April 2nd 2012 -- I'm still 52 years old



This was a work day: I sat at my desk for more than half of my waking hours. If it wasn't for Mitt and Ann Romney calling, I might not have stood up and moved until Hubby got home! Dog and Hubby and I worked in the yard for about two hours, cleaning up the willow's weeping, the proof that Maximilian sunflowers are prolific, and discovering two plum babies worth saving, three asparagus, three quince in leaf, four currants, and leaves on the Manchurian apricot and the pear trees. Lovely day (partial day) in the sun, committing purposeful work that burns calories. Dinner was chops on the Christmas gift grill and another steam-in-the-bag (love those!). Now, back to work until my favorite t.v. shows come on.

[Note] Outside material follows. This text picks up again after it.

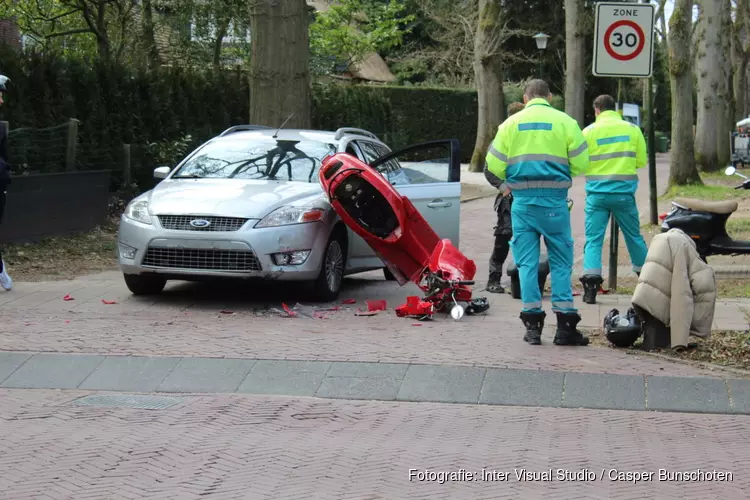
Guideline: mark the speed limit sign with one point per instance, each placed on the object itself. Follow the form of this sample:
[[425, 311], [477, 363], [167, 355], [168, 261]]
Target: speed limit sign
[[624, 40]]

This was a normal day. A workaholic's day. A regular (this semester) Monday. A day when I think outside of "me" and think about "me" as a purveyor of truths and questions to ponder. When the piles of ungraded papers get high enough to topple, I ask myself -- quick, before the students ask! -- what is the purpose? And then I grade some of those papers and realize what students MAY learn from the homework: to read the directions, to follow a rubric, to read critically and for meaning. It's not the points -- though you can't convince them of that! -- it's the action, the purpose, the implicit message of homework: do your best. I hope students discover their own personal best! W. Edwards Deming wrote and lectured about a person's perception of intrinsic quality, and William Glasser took the idea into the schools. How do you teach a student about his or her own personal best? How do you say, with the teacher's red pen, that this is good, and that is, like, lame-o? What sort of homework makes a student excited, engaged, and contemplative, about self, talents, goals, and a sense of one's own "best" work? This was a normal day: I asked the questions and found few answers. I am a plugger!!



I cannot reach my toes.


In the photo, Dad, brother, Grandmother (never "Grandma" and "G.G." to my children), me about age 9, Mom. I can't tell where we are.... I have great legs! A tomboy's legs. Nice shoes! And dig that jacket on Mom! Retro rules: fashions always come back. I may never again, however, wear a dress that short.